Kemi Seba, l’enfant terrible du panafricanisme dans Jeune Afrique

Enfant terrible de l’afrocentrisme et fondateur de la Tribu Ka, Kemi Seba a posé ses valises au Sénégal et remisé au placard ses déclarations suprématistes. Mais la provocation n’est jamais loin.

Il a mis les voiles loin de Paris et du Forum des Halles, où, adolescent, il traînait en pantalon baggy avec ses “frères” de couleur et où, à 18 ans, en costume et noeud papillon, il leur vendait le journal de la Nation of Islam (NOI).

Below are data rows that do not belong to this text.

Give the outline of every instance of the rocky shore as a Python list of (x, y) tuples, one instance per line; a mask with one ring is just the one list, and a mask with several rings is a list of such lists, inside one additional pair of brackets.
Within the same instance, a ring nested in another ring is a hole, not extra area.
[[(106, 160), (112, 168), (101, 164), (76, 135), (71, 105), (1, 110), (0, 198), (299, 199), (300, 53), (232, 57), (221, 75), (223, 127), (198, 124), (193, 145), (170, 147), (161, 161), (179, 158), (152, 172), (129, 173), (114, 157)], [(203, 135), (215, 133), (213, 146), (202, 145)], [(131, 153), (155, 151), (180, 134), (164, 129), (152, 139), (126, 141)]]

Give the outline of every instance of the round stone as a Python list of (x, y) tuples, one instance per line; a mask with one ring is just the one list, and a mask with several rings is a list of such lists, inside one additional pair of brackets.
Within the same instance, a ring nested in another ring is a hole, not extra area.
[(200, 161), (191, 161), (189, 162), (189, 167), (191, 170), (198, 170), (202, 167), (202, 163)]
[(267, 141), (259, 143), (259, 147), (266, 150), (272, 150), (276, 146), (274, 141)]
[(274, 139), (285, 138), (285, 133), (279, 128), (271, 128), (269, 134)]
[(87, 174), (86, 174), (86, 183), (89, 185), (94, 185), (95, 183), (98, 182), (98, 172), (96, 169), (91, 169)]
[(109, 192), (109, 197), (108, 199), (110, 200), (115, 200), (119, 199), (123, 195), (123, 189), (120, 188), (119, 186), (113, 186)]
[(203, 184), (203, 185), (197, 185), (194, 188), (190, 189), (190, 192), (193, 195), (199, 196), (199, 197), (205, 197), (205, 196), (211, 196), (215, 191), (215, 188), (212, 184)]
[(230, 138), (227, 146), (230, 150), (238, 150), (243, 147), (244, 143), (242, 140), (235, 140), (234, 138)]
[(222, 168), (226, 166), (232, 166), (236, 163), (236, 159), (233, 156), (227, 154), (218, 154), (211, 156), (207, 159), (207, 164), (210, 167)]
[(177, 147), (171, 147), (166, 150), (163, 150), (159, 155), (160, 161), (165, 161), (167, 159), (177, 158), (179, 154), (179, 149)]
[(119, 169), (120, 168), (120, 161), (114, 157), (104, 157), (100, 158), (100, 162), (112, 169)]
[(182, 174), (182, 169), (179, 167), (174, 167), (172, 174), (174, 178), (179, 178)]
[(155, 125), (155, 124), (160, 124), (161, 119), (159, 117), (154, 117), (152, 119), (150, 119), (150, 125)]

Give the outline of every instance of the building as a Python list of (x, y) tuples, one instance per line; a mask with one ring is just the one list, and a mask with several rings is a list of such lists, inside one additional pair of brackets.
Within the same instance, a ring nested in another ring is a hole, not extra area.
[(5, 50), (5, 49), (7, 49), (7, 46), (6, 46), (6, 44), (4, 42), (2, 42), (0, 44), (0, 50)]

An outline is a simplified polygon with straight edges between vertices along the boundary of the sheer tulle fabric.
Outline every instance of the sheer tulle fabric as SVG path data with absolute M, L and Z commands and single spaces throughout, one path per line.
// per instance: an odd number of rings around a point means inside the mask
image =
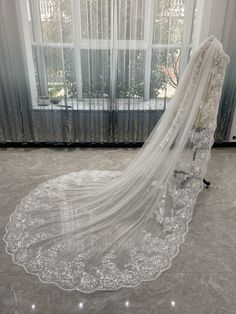
M 4 238 L 13 261 L 83 292 L 134 287 L 169 268 L 202 189 L 228 62 L 213 36 L 201 45 L 123 172 L 69 173 L 25 197 Z

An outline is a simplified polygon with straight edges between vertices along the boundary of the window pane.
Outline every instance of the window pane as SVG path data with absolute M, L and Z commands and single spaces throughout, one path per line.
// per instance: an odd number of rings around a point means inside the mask
M 34 34 L 33 34 L 33 25 L 32 25 L 32 15 L 31 15 L 31 4 L 30 1 L 26 1 L 26 9 L 27 9 L 27 20 L 30 32 L 30 40 L 34 41 Z
M 144 18 L 144 0 L 117 0 L 117 38 L 120 40 L 143 40 Z
M 110 39 L 111 0 L 80 0 L 84 39 Z
M 171 98 L 179 79 L 179 49 L 159 49 L 152 52 L 151 98 Z
M 156 0 L 154 44 L 181 44 L 184 22 L 184 0 Z
M 34 62 L 34 73 L 35 73 L 35 80 L 36 80 L 36 87 L 37 87 L 37 92 L 38 92 L 38 97 L 40 96 L 45 96 L 42 94 L 41 86 L 40 86 L 40 81 L 39 81 L 39 64 L 37 61 L 37 54 L 36 54 L 36 47 L 32 47 L 32 54 L 33 54 L 33 62 Z
M 44 48 L 50 98 L 75 98 L 76 80 L 73 49 Z
M 64 48 L 65 86 L 68 98 L 77 98 L 74 49 Z
M 118 98 L 144 96 L 145 52 L 143 50 L 119 50 L 117 64 Z
M 110 95 L 110 51 L 81 50 L 84 98 L 106 98 Z
M 196 5 L 196 1 L 195 1 L 194 4 L 195 4 L 195 7 L 194 7 L 194 13 L 193 13 L 192 32 L 191 32 L 190 43 L 193 42 L 193 40 L 194 40 L 193 36 L 195 35 L 195 32 L 196 32 L 196 19 L 197 19 L 197 5 Z
M 71 0 L 40 0 L 43 42 L 72 42 Z

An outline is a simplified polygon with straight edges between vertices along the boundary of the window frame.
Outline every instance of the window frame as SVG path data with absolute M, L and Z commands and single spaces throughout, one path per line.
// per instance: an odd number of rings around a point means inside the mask
M 33 61 L 33 52 L 32 48 L 34 47 L 36 50 L 37 62 L 40 64 L 38 75 L 41 89 L 44 91 L 44 94 L 48 96 L 48 87 L 47 87 L 47 76 L 46 76 L 46 65 L 45 65 L 45 57 L 43 49 L 45 47 L 51 48 L 73 48 L 74 49 L 74 62 L 75 62 L 75 74 L 76 74 L 76 86 L 77 86 L 77 95 L 78 97 L 74 100 L 76 103 L 84 102 L 86 98 L 83 97 L 83 82 L 82 82 L 82 69 L 81 69 L 81 49 L 102 49 L 109 50 L 112 48 L 112 44 L 114 40 L 112 38 L 113 32 L 116 30 L 111 29 L 111 38 L 109 40 L 93 40 L 93 39 L 83 39 L 82 38 L 82 28 L 81 28 L 81 19 L 74 18 L 75 16 L 81 16 L 80 12 L 80 0 L 71 0 L 72 2 L 72 24 L 73 24 L 73 32 L 74 32 L 74 43 L 43 43 L 42 39 L 42 29 L 41 29 L 41 17 L 40 17 L 40 0 L 29 0 L 32 6 L 32 23 L 34 24 L 33 28 L 35 31 L 35 42 L 31 42 L 30 40 L 30 30 L 28 27 L 28 17 L 27 17 L 27 3 L 26 0 L 19 0 L 19 10 L 20 10 L 20 18 L 21 25 L 23 28 L 23 37 L 24 44 L 26 48 L 26 64 L 30 82 L 30 91 L 32 98 L 32 105 L 34 109 L 42 109 L 42 107 L 38 106 L 39 96 L 36 85 L 36 77 L 34 72 L 34 61 Z M 184 0 L 186 1 L 186 0 Z M 112 1 L 112 12 L 116 12 L 113 7 L 114 2 Z M 115 99 L 115 86 L 116 86 L 116 70 L 117 70 L 117 50 L 123 50 L 127 48 L 127 41 L 129 42 L 129 50 L 144 50 L 145 53 L 145 66 L 144 66 L 144 97 L 142 100 L 150 101 L 154 100 L 150 98 L 150 81 L 151 81 L 151 62 L 152 62 L 152 52 L 153 50 L 158 49 L 179 49 L 181 52 L 180 58 L 180 68 L 179 68 L 179 77 L 181 77 L 189 59 L 189 52 L 192 48 L 193 44 L 191 44 L 191 36 L 193 31 L 193 22 L 194 22 L 194 14 L 196 8 L 196 0 L 188 0 L 185 3 L 185 12 L 188 14 L 184 15 L 183 22 L 183 35 L 182 35 L 182 43 L 180 45 L 173 44 L 154 44 L 153 43 L 153 22 L 154 22 L 154 5 L 155 0 L 148 0 L 145 3 L 145 14 L 144 14 L 144 39 L 143 40 L 116 40 L 115 41 L 115 49 L 114 53 L 111 54 L 110 60 L 110 77 L 111 77 L 111 97 L 107 98 Z M 116 19 L 116 14 L 114 14 L 114 18 Z M 147 21 L 147 23 L 145 23 Z M 116 23 L 112 23 L 116 25 Z M 99 45 L 98 45 L 99 43 Z M 97 99 L 97 98 L 96 98 Z M 73 100 L 70 99 L 70 101 Z M 155 99 L 157 106 L 154 106 L 155 109 L 160 109 L 160 101 L 161 98 Z M 62 100 L 63 102 L 63 100 Z M 125 99 L 123 99 L 125 102 Z M 66 104 L 65 104 L 66 108 Z M 49 108 L 45 109 L 58 109 Z M 63 108 L 60 108 L 63 109 Z M 67 108 L 69 109 L 69 108 Z M 74 106 L 72 106 L 74 109 Z M 75 109 L 78 109 L 78 104 L 75 106 Z M 104 106 L 102 107 L 104 109 Z M 110 108 L 111 109 L 111 108 Z M 109 109 L 109 110 L 110 110 Z M 117 109 L 117 107 L 116 107 Z M 155 110 L 154 109 L 154 110 Z

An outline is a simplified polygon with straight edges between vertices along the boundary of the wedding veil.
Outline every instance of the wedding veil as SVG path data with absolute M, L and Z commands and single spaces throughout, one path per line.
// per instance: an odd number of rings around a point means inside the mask
M 83 292 L 134 287 L 169 268 L 203 186 L 228 62 L 216 38 L 201 44 L 123 172 L 69 173 L 25 197 L 4 237 L 14 263 Z

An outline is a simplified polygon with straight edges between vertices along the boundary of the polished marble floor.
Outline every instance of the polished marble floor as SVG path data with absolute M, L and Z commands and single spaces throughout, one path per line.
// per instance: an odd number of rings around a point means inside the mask
M 39 183 L 81 169 L 122 170 L 135 149 L 0 149 L 0 233 Z M 236 313 L 236 148 L 214 148 L 212 181 L 199 195 L 172 267 L 135 289 L 83 294 L 42 284 L 12 263 L 0 239 L 0 313 Z

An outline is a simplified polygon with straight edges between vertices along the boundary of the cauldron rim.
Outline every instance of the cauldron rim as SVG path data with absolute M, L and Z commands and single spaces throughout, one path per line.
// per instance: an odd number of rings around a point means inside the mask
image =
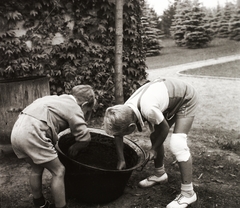
M 111 137 L 114 139 L 113 136 L 111 135 L 108 135 L 105 131 L 101 130 L 101 129 L 97 129 L 97 128 L 89 128 L 89 131 L 90 133 L 98 133 L 98 134 L 101 134 L 101 135 L 104 135 L 104 136 L 107 136 L 107 137 Z M 59 140 L 61 139 L 62 136 L 66 135 L 66 134 L 69 134 L 71 133 L 71 130 L 70 129 L 66 129 L 65 131 L 63 132 L 60 132 L 58 134 L 58 138 Z M 103 168 L 98 168 L 98 167 L 94 167 L 94 166 L 91 166 L 91 165 L 87 165 L 87 164 L 84 164 L 84 163 L 81 163 L 79 161 L 76 161 L 76 160 L 73 160 L 72 158 L 68 157 L 65 153 L 62 152 L 62 150 L 60 149 L 59 145 L 58 145 L 58 142 L 56 143 L 55 145 L 55 148 L 57 149 L 57 151 L 59 153 L 62 154 L 62 156 L 66 157 L 68 160 L 70 160 L 71 162 L 75 163 L 75 164 L 79 164 L 79 165 L 82 165 L 84 167 L 87 167 L 87 168 L 90 168 L 90 169 L 94 169 L 94 170 L 100 170 L 100 171 L 105 171 L 105 172 L 129 172 L 129 171 L 133 171 L 133 170 L 136 170 L 137 168 L 143 166 L 143 164 L 146 162 L 147 160 L 147 156 L 146 156 L 146 153 L 145 151 L 134 141 L 132 141 L 131 139 L 127 138 L 127 137 L 123 137 L 123 143 L 124 144 L 131 144 L 131 145 L 134 145 L 137 149 L 138 149 L 138 152 L 136 151 L 136 149 L 133 149 L 136 154 L 138 155 L 138 157 L 140 157 L 139 155 L 141 155 L 141 158 L 140 158 L 140 161 L 134 165 L 133 167 L 131 168 L 128 168 L 128 169 L 122 169 L 122 170 L 115 170 L 115 169 L 103 169 Z M 131 147 L 132 148 L 132 147 Z

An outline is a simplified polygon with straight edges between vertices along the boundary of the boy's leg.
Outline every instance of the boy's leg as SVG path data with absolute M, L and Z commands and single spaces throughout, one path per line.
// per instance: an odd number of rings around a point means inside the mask
M 154 161 L 156 161 L 157 159 L 155 159 Z M 162 160 L 157 161 L 157 164 L 161 164 Z M 139 182 L 139 186 L 142 188 L 147 188 L 147 187 L 151 187 L 155 184 L 162 184 L 162 183 L 166 183 L 168 181 L 168 175 L 165 172 L 165 168 L 164 165 L 162 163 L 162 166 L 155 168 L 154 169 L 154 173 L 153 175 L 147 177 L 146 179 L 142 180 Z
M 50 162 L 41 164 L 41 166 L 48 169 L 52 174 L 51 189 L 55 206 L 56 207 L 66 206 L 64 185 L 65 167 L 62 165 L 58 158 L 55 158 Z
M 42 194 L 42 175 L 44 168 L 33 163 L 30 158 L 25 159 L 31 165 L 31 174 L 29 178 L 30 187 L 33 195 L 33 203 L 35 207 L 49 207 L 50 203 L 45 200 Z
M 154 141 L 151 140 L 152 143 Z M 157 150 L 157 157 L 154 159 L 154 174 L 142 181 L 139 182 L 139 186 L 146 188 L 153 186 L 157 183 L 166 183 L 168 180 L 168 176 L 165 172 L 164 164 L 163 164 L 163 159 L 164 159 L 164 145 L 162 144 L 161 147 L 158 148 Z
M 154 159 L 155 168 L 160 168 L 163 166 L 163 159 L 164 159 L 164 145 L 162 144 L 161 147 L 157 150 L 157 157 Z
M 31 165 L 32 168 L 30 175 L 30 186 L 32 189 L 33 198 L 38 199 L 42 197 L 42 174 L 44 168 L 33 163 L 30 158 L 27 158 L 26 161 Z
M 188 134 L 193 124 L 194 116 L 176 118 L 173 133 Z
M 187 146 L 187 134 L 191 129 L 194 117 L 181 117 L 176 120 L 170 147 L 177 157 L 181 173 L 181 194 L 167 205 L 167 208 L 182 208 L 197 200 L 192 184 L 192 158 Z
M 194 117 L 184 117 L 176 119 L 173 133 L 174 134 L 188 134 L 192 127 Z M 182 184 L 189 184 L 192 182 L 192 158 L 191 156 L 187 161 L 178 161 L 181 172 Z
M 171 120 L 167 120 L 167 123 L 169 125 L 169 128 L 172 127 L 172 125 L 176 122 L 176 116 L 174 116 Z M 154 142 L 154 141 L 152 141 Z M 154 160 L 154 166 L 155 166 L 155 175 L 156 176 L 162 176 L 165 174 L 165 168 L 164 168 L 164 144 L 161 145 L 161 147 L 157 151 L 157 158 Z
M 154 160 L 154 175 L 157 177 L 161 177 L 166 174 L 163 159 L 164 159 L 164 145 L 162 144 L 161 147 L 157 151 L 157 158 Z M 165 182 L 167 181 L 167 177 L 165 177 Z

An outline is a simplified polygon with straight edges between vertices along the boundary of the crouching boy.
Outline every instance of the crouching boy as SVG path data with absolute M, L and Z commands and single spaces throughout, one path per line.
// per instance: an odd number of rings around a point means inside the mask
M 151 130 L 149 159 L 154 160 L 154 173 L 139 182 L 147 188 L 165 183 L 164 146 L 169 129 L 174 129 L 170 138 L 170 150 L 175 155 L 181 173 L 181 193 L 167 208 L 184 208 L 197 200 L 192 184 L 192 159 L 187 145 L 187 134 L 192 126 L 197 109 L 194 88 L 180 80 L 157 79 L 140 87 L 123 105 L 109 107 L 104 117 L 105 131 L 115 136 L 118 153 L 118 169 L 126 166 L 123 154 L 123 136 L 135 129 L 142 131 L 146 121 Z

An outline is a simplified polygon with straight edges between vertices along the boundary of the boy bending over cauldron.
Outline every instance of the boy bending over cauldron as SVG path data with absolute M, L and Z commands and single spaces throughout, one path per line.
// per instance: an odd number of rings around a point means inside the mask
M 105 131 L 114 135 L 118 153 L 118 169 L 125 168 L 123 136 L 136 128 L 142 131 L 147 121 L 151 130 L 149 160 L 154 160 L 153 175 L 139 182 L 150 187 L 168 180 L 165 172 L 164 146 L 170 127 L 170 149 L 176 156 L 181 172 L 181 193 L 167 208 L 183 208 L 197 200 L 192 184 L 192 159 L 187 134 L 197 108 L 197 95 L 192 86 L 175 79 L 156 79 L 140 87 L 123 105 L 109 107 L 104 117 Z
M 65 168 L 58 159 L 55 144 L 58 133 L 70 128 L 76 142 L 69 148 L 75 156 L 91 140 L 85 119 L 91 116 L 95 95 L 89 85 L 73 87 L 71 95 L 45 96 L 35 100 L 19 115 L 11 134 L 12 147 L 18 158 L 31 165 L 30 186 L 35 207 L 66 207 Z M 42 175 L 46 168 L 52 174 L 54 204 L 42 194 Z

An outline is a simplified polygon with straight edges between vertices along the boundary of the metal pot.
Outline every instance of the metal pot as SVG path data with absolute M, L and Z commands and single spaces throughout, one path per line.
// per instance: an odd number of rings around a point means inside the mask
M 115 152 L 114 137 L 107 135 L 100 129 L 90 129 L 90 133 L 92 136 L 91 143 L 106 145 L 108 148 L 114 148 Z M 145 151 L 128 138 L 124 138 L 123 140 L 124 156 L 127 163 L 127 168 L 124 170 L 104 168 L 88 164 L 87 162 L 79 162 L 67 156 L 67 150 L 74 142 L 74 137 L 72 137 L 73 140 L 69 140 L 69 136 L 71 137 L 69 130 L 59 135 L 59 141 L 56 145 L 59 159 L 66 168 L 65 189 L 67 198 L 76 198 L 79 201 L 90 203 L 113 201 L 123 194 L 132 171 L 146 163 L 147 157 Z M 69 141 L 66 142 L 64 140 Z M 91 143 L 89 145 L 90 148 Z M 100 150 L 101 148 L 102 150 Z M 97 158 L 100 158 L 99 161 L 114 160 L 113 164 L 117 165 L 116 155 L 108 156 L 108 150 L 104 146 L 99 146 L 99 150 L 99 155 L 96 155 Z M 85 158 L 88 155 L 90 156 L 87 152 L 83 154 L 85 154 L 83 155 Z M 105 158 L 101 158 L 102 155 L 105 155 Z

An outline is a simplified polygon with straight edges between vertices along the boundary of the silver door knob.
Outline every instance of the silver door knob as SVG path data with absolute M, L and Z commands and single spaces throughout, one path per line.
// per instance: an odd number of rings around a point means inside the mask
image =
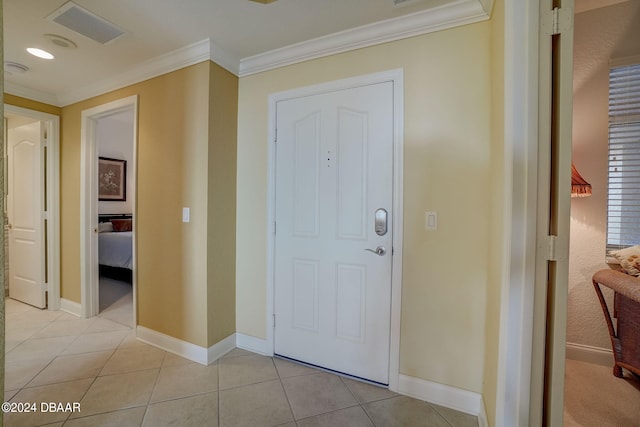
M 374 254 L 379 256 L 382 256 L 387 253 L 387 250 L 384 248 L 384 246 L 378 246 L 375 249 L 365 249 L 365 251 L 373 252 Z

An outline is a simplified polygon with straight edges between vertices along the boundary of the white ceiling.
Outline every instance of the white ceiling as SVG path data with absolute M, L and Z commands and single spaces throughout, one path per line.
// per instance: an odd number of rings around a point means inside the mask
M 576 10 L 624 0 L 576 0 Z M 45 18 L 67 0 L 4 0 L 5 90 L 68 105 L 205 59 L 237 75 L 488 19 L 493 0 L 74 0 L 124 29 L 102 45 Z M 77 44 L 65 49 L 45 34 Z M 27 47 L 52 52 L 35 58 Z
M 95 95 L 90 92 L 100 91 L 93 88 L 96 83 L 104 83 L 103 91 L 113 89 L 114 76 L 128 75 L 131 80 L 137 68 L 167 55 L 173 58 L 176 51 L 183 56 L 206 51 L 213 56 L 210 59 L 219 59 L 216 62 L 242 75 L 241 60 L 353 28 L 369 25 L 364 28 L 370 29 L 372 23 L 396 22 L 425 11 L 437 15 L 451 5 L 478 15 L 458 19 L 460 24 L 487 19 L 485 10 L 491 1 L 407 0 L 396 6 L 393 0 L 278 0 L 266 5 L 248 0 L 74 0 L 126 31 L 101 45 L 45 19 L 67 0 L 4 0 L 4 59 L 29 67 L 23 74 L 6 74 L 5 85 L 9 93 L 66 105 Z M 402 31 L 406 28 L 399 27 L 398 32 Z M 66 37 L 78 47 L 61 48 L 44 34 Z M 407 35 L 412 34 L 400 34 Z M 184 53 L 187 46 L 191 53 Z M 55 59 L 35 58 L 27 47 L 46 49 Z M 127 78 L 121 83 L 127 83 Z

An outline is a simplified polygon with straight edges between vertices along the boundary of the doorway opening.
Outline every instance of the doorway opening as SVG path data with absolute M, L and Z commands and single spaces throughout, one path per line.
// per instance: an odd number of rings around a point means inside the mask
M 5 295 L 60 309 L 60 118 L 4 106 Z
M 640 419 L 640 381 L 629 371 L 625 378 L 612 373 L 611 339 L 591 280 L 599 270 L 620 268 L 606 253 L 609 70 L 640 63 L 640 4 L 579 3 L 574 16 L 572 161 L 593 191 L 571 201 L 564 419 L 569 425 L 633 424 L 629 420 Z M 632 93 L 632 85 L 625 92 Z M 625 147 L 636 141 L 629 132 Z M 627 186 L 622 200 L 632 200 L 637 190 L 637 185 Z M 613 307 L 613 292 L 603 292 Z
M 82 112 L 84 317 L 136 324 L 137 97 Z

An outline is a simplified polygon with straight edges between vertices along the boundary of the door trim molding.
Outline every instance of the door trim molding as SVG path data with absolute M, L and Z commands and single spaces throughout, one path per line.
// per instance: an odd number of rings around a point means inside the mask
M 47 306 L 49 310 L 60 309 L 60 117 L 4 104 L 7 113 L 26 116 L 46 122 L 47 129 L 47 269 L 49 290 Z M 3 290 L 4 292 L 4 290 Z
M 404 194 L 404 70 L 395 69 L 296 88 L 269 96 L 269 141 L 267 184 L 267 295 L 266 352 L 274 353 L 274 274 L 275 274 L 275 169 L 276 105 L 280 101 L 365 85 L 393 82 L 393 260 L 391 265 L 391 329 L 389 343 L 389 389 L 397 391 L 400 377 L 400 316 L 402 297 L 402 240 Z
M 100 118 L 132 109 L 133 120 L 133 173 L 130 177 L 137 191 L 138 152 L 138 95 L 132 95 L 82 111 L 80 130 L 80 304 L 83 317 L 98 314 L 98 235 L 93 232 L 98 226 L 98 147 L 95 124 Z M 136 271 L 136 213 L 137 197 L 133 195 L 132 262 Z M 136 275 L 133 283 L 133 319 L 137 322 Z
M 505 197 L 495 425 L 527 426 L 530 405 L 538 173 L 540 0 L 505 3 Z

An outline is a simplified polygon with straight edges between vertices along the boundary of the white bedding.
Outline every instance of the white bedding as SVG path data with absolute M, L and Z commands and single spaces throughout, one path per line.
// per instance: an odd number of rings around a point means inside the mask
M 98 262 L 111 267 L 133 268 L 132 232 L 98 234 Z

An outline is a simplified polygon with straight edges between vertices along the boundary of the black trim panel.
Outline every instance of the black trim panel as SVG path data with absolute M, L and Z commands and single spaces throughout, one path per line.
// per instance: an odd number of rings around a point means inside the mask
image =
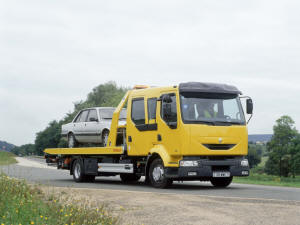
M 135 125 L 135 127 L 139 131 L 157 130 L 157 123 L 153 123 L 153 124 L 139 124 L 139 125 Z

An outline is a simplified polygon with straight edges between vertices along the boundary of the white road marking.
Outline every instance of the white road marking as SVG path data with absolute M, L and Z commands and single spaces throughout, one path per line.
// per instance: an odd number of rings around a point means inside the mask
M 43 163 L 39 163 L 30 159 L 26 159 L 23 157 L 16 157 L 16 160 L 18 161 L 18 165 L 19 166 L 25 166 L 25 167 L 34 167 L 34 168 L 43 168 L 43 169 L 54 169 L 56 170 L 56 167 L 53 166 L 48 166 L 46 164 Z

Depuis février 2011, c’est au Sénégal que Kemi Seba, 32 ans, l’enfant terrible de l’afrocentrisme francophone, a pris ses quartiers. Pour le fondateur de la Tribu Ka, association prônant “la défense du peuple noir”, Franco-Béninois né et élevé dans l’Hexagone, le retour vers la “Terre Mère”, si longtemps idéalisée, a valeur de révélation. “Je lui avais demandé d’être le porte-parole d’un projet utopiste d’inspiration rasta : la création d’un village de brousse destiné à accueillir le retour ­collectif des afrodescendants”, raconte Fred Kano, PDG d’Afrikan Mosaïque. Trois ans plus tard, le bilan est clairement mitigé et l’exode espéré n’a pas eu lieu. Mais pour Kemi Seba, qui arbore désormais le look local (cafetan et maraki), le fait de ne plus être un Noir au milieu des Blancs a eu l’effet d’une cure de jouvence : “Je ne me suis jamais senti aussi bien ! Ici, mon rapport à l’Occident a changé.”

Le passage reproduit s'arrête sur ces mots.